A second heat treatment, in an inert or reducing atmosphere (e.g., H may be employed to improve the properties of the formed material. In this regard, at least, an annealing treatment is desirable to obtain the improved properties of these materials. We particularly prefer to anneal nickel materials for about one hour at various temperatures depending on the metal content of the material. In this regard, a material containing 1% or less metal is heated to about 1400 F. or less, a 2%- 3% metal material to 1500 F. or less, and a 5% or more metal material to 1600 F. or more. The lower temperatures for the lower metal content materials have been found to be necessary if shrinkage of the material is to be avoided. Other heat treatments may be used to develop special properties in the materials. In this regard, carburizing, nitriding, and oxidizing techniques may be employed. Likewise, the capillary filaments may be shrunk using special heat treatments.
A significant aspect of the invention is the substantially homogeneous character of the product produced in that it has a surprisingly uniform deposit thickness distribution, both with respect to the principal planes of the panel and the depth dimensions into its interstices. By principal planes, is meant the major two-dimensional faces of the panels which directly oppose the anodes during forming. With respect to the thickness distribution in the principal planes, 4 ft. panels have consistently been formed with less than 2% deposit thickness variation. With respect to the depth dimension, 4 ft. panels have consistently been formed having deposit thickness ratios (DTR) of 1.5 or less. By deposit thickness ratio (DTR) is meant the ratio of the thickness of the metal deposit on the outermost fibers to its thickness on the innermost fibers. In certain instances panels having 100 cells per inch and 5% metal content have been produced with DTRs of 1.05. While, of course, a DTR of 1.0 is preferred, DTRs of 2.0 or less are satisfactory for most applications. Such materials are herein referred to as being within the intent of the term substantially homogeneous. Though DTRs approaching 1.0 are possible, for most applications such complete uniformity is not required and, hence, most of our materials have DTRs of about 1.5 or less. DTRs above about 2.0 are much weaker on the inside than on the outside and have much smaller cells on the surface than within the body. During the electroforming process itself, where the DTR is initially large, the surface pores tend to close and inhibit good electroforming into the interstices of the panel. If electroforming continues under these conditions, the DTR gets progressively worse. The deposit thickness distribution, including the DTR, is a function of several variables among which are the size and shape of the panel, its thickness and its cell size, as well as the current density employed, and the tthrowing power of the bath.
The excellent deposit thickness distributions obtained herein result from a unique combination of techniques essential to and especially adapted for electroforming intricate, threedimensional, reticulated substrates. One of these techniques involves the placement of the panel in an electrically conductive frame 2, or the like. Such a frame 2 (FIG. 3) comprises two half portions made of copper or other good conductor which are adapted to sandwich the panel between them after it has been stretched over the pins 9. Contact blocks 12 serve to connect the frame 2 to the electrolyzing circuit (not shown). The purpose of the frame 2 is to insure a substantially uniform current distribution across the principal planes of the panel. Moreover, it was found that framing significantly contributes to the substantially homogeneous character of the electroform with respect to its depth dimensions, i.e., good DTRs. While it is preferred to have a frame 2 which is conductive on all four sides of the panel, satisfactory forming is possible when only two opposing sides are conductive. When a two-sided conductive frame is used, the spacing between the sides becomes more significant to insure good deposit thickness distributions and to prevent the electroless coating from burning during the initial phases of the electroforming. This is especially true when extremely light loadings of electroless metal are applied. Preferably, those conductive portions of the frame which are not in contact with the panel are covered or masked to prevent scavenging of the metal and the current from the clectroforming bath. This can be accomplished by closely fitting the frame 2 into slots 13 in the plating cells wall.

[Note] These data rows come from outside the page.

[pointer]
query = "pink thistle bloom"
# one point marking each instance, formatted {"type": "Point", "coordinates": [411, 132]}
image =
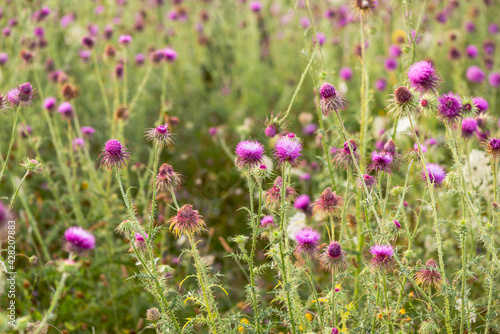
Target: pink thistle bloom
{"type": "Point", "coordinates": [382, 256]}
{"type": "Point", "coordinates": [114, 155]}
{"type": "Point", "coordinates": [186, 221]}
{"type": "Point", "coordinates": [329, 203]}
{"type": "Point", "coordinates": [78, 240]}
{"type": "Point", "coordinates": [307, 241]}
{"type": "Point", "coordinates": [436, 174]}
{"type": "Point", "coordinates": [249, 153]}
{"type": "Point", "coordinates": [160, 136]}
{"type": "Point", "coordinates": [331, 100]}
{"type": "Point", "coordinates": [423, 77]}
{"type": "Point", "coordinates": [288, 150]}
{"type": "Point", "coordinates": [333, 258]}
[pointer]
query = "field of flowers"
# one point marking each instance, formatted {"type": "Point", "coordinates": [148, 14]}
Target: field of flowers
{"type": "Point", "coordinates": [236, 166]}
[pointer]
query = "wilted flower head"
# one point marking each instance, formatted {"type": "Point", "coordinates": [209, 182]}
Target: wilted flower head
{"type": "Point", "coordinates": [167, 179]}
{"type": "Point", "coordinates": [333, 258]}
{"type": "Point", "coordinates": [186, 221]}
{"type": "Point", "coordinates": [383, 256]}
{"type": "Point", "coordinates": [249, 153]}
{"type": "Point", "coordinates": [307, 241]}
{"type": "Point", "coordinates": [114, 154]}
{"type": "Point", "coordinates": [423, 77]}
{"type": "Point", "coordinates": [343, 156]}
{"type": "Point", "coordinates": [429, 276]}
{"type": "Point", "coordinates": [287, 149]}
{"type": "Point", "coordinates": [21, 95]}
{"type": "Point", "coordinates": [436, 174]}
{"type": "Point", "coordinates": [160, 136]}
{"type": "Point", "coordinates": [331, 99]}
{"type": "Point", "coordinates": [449, 107]}
{"type": "Point", "coordinates": [78, 240]}
{"type": "Point", "coordinates": [329, 203]}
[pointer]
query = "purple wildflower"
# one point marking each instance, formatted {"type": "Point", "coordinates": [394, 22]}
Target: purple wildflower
{"type": "Point", "coordinates": [249, 153]}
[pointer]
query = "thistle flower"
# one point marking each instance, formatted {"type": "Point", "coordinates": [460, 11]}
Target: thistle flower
{"type": "Point", "coordinates": [167, 179]}
{"type": "Point", "coordinates": [343, 156]}
{"type": "Point", "coordinates": [114, 154]}
{"type": "Point", "coordinates": [449, 107]}
{"type": "Point", "coordinates": [307, 241]}
{"type": "Point", "coordinates": [429, 276]}
{"type": "Point", "coordinates": [273, 195]}
{"type": "Point", "coordinates": [403, 102]}
{"type": "Point", "coordinates": [423, 77]}
{"type": "Point", "coordinates": [381, 162]}
{"type": "Point", "coordinates": [368, 180]}
{"type": "Point", "coordinates": [78, 240]}
{"type": "Point", "coordinates": [436, 174]}
{"type": "Point", "coordinates": [382, 257]}
{"type": "Point", "coordinates": [287, 149]}
{"type": "Point", "coordinates": [329, 203]}
{"type": "Point", "coordinates": [333, 258]}
{"type": "Point", "coordinates": [249, 153]}
{"type": "Point", "coordinates": [331, 100]}
{"type": "Point", "coordinates": [186, 221]}
{"type": "Point", "coordinates": [21, 95]}
{"type": "Point", "coordinates": [160, 136]}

Another technique essential to obtaining a substantially homogeneous product is the placement of the framed panel 1 in a rectangular plating cell 6 at either end of which are placed anodes (e.g., nickel) 7 and 8. The panel is placed transverse to and substantially centrally of the cell 6. The anodes 7 and 8 are so spaced from the panel 1 as to provide substantially equidistant current paths between the anode and the panel. This arrangement effectively straightens the current paths which, like the frame, contributes to a more uniform current distribution across the face of the panel. As little as possible of the frame should be exposed to the straightened current paths so as not to set up any current bafiles which would upset the thickness distribution. In this regard, slots 13 may be provided in the walls of the cell to receive the frame so that the panel fills virtually the entire cross section of the cell. The panels are preferably concurrently coated from both sides. The anodes are preferably independently controlled but for most applications a 1:1 current ratio between the two anodes is preferred, since this produces the most uniform deposit thickness profile through the thickness of the panel. Clearly, however, by varying this ratio, virtually any deposit thickness profile is possible and may, in fact, be desirable for special applications (e.g., fuel cell electrodes) where particular porosity gradients are desirable. Forming solely from one side introduces a current density gradient through the thickness of the panel, i.e., front to back. A corresponding deposit thickness profile results. Forming on both sides, concurrently, causes the current density gradients imposed by the separate anodes to oppose each other such as to substantially cancel each other. Excellent deposit thickness profiles result, which contribute to the substantial homogeneous character of the material.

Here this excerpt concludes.